It was reported [1],[2] that the fusermount tool was vulnerable to a race condition between mounting a user filesystem and updating mtab using the standard mount command. If a user were able to win the race, the real mount entry and the mtab entry would differ, making the fuse-mounted filesystem not unmountable by an unprivileged user. Crafted mtab entries can then be used to trick fusermount into believing that a certain part of the filesystem is a user-space filesystem, and will unmount what should be a privileged filesystem (as demonstrated by unmounting /proc). According to the SUSE bug report [3], this would affect fuse versions before 2.8.2 or util-linux before 2.17, and notes the following commits that correct the problem: Relevant fuse commits: 4c3d9b1957 "Use '--no-canonicalize' option of mount(8)..." 0197ce4041 "Using --no-canonicalize with umount(8) conflicts with..." and util-linux commits: 45fc569a75 "mount: add --no-canonicalize option" be9adec40f "mount: disable --no-canonicalize for non-root users" [1] http://www.halfdog.net/Security/FuseTimerace/ [2] http://seclists.org/fulldisclosure/2010/Nov/15 [3] https://bugzilla.novell.com/show_bug.cgi?id=651598
It seems we have patched ebuilds in the tree, but if this is indeed an A3-rated vulnerability, we should issue a GLSA.
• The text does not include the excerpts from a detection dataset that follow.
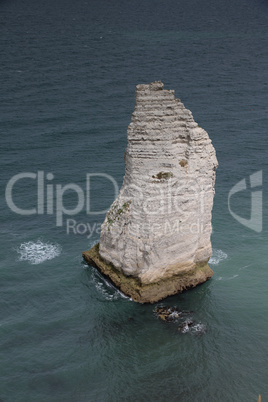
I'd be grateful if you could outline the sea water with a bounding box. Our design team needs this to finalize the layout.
[0,0,268,402]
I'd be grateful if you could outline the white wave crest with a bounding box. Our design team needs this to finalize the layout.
[17,240,61,265]
[209,249,228,265]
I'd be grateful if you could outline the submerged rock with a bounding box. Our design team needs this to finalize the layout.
[83,81,217,303]
[154,306,193,322]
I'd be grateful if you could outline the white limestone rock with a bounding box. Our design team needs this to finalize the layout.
[99,81,218,284]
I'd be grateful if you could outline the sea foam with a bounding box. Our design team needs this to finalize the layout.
[16,239,61,265]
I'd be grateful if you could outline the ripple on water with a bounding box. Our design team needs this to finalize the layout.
[209,249,228,265]
[16,239,61,265]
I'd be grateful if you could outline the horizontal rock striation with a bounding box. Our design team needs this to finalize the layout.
[83,81,217,302]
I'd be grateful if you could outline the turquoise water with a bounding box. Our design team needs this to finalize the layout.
[0,0,268,402]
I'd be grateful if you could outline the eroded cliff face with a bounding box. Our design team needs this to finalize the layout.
[82,81,217,302]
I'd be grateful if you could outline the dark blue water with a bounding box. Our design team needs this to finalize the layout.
[0,0,268,402]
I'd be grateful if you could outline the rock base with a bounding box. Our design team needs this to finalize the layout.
[82,244,213,303]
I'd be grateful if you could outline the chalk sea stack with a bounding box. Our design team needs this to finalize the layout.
[83,81,218,303]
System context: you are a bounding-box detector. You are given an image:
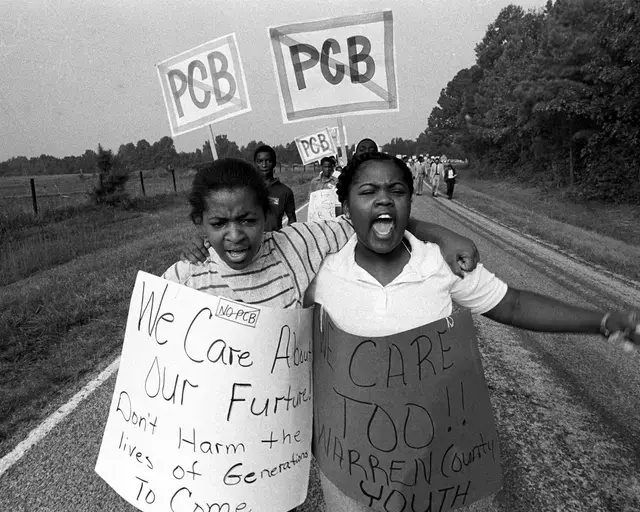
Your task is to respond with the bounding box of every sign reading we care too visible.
[269,11,398,123]
[96,272,312,512]
[157,34,251,135]
[313,307,501,512]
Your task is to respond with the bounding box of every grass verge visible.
[454,169,640,281]
[0,170,315,457]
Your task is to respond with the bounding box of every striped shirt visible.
[162,217,354,308]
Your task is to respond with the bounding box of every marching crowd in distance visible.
[163,139,640,512]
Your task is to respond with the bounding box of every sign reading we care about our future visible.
[269,11,398,123]
[313,308,501,512]
[96,272,313,512]
[295,128,337,165]
[157,34,251,135]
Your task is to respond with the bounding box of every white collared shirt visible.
[312,232,507,336]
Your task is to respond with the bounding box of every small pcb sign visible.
[269,11,398,123]
[295,128,337,165]
[157,34,251,135]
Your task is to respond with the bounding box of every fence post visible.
[140,171,147,197]
[29,178,38,215]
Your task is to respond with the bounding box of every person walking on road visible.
[253,146,297,231]
[414,155,427,196]
[445,163,458,200]
[309,156,338,195]
[431,156,444,197]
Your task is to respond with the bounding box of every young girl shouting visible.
[305,153,640,512]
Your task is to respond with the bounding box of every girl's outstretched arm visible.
[484,288,640,345]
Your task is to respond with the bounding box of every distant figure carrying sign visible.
[157,34,251,135]
[269,11,398,123]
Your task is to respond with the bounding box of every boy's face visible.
[255,151,276,178]
[201,188,266,270]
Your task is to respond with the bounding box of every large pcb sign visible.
[269,11,398,123]
[157,34,251,135]
[96,272,312,512]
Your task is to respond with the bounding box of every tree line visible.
[418,0,640,203]
[0,0,640,203]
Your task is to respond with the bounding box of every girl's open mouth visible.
[371,213,395,239]
[225,249,249,263]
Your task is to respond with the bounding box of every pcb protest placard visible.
[295,128,337,165]
[96,272,313,512]
[157,34,251,135]
[269,11,398,123]
[313,307,501,511]
[307,188,340,222]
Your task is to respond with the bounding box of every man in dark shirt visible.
[253,146,296,231]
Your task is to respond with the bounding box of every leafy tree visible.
[91,144,129,205]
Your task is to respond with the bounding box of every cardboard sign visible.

(In reply to comment #1) > It seems we have patched ebuilds in the tree, but if this is indeed an A3-rated > vulnerability, we should issue a GLSA. > It looks like we have rated sys-fs/fuse as "marginal software" previously, so I am rerating B3, which requires a GLSA Vote. GLSA Vote: no.
stable util-linux is 2.17.2, I think this might not relevant for us anyways. Vote: no, closing noglsa.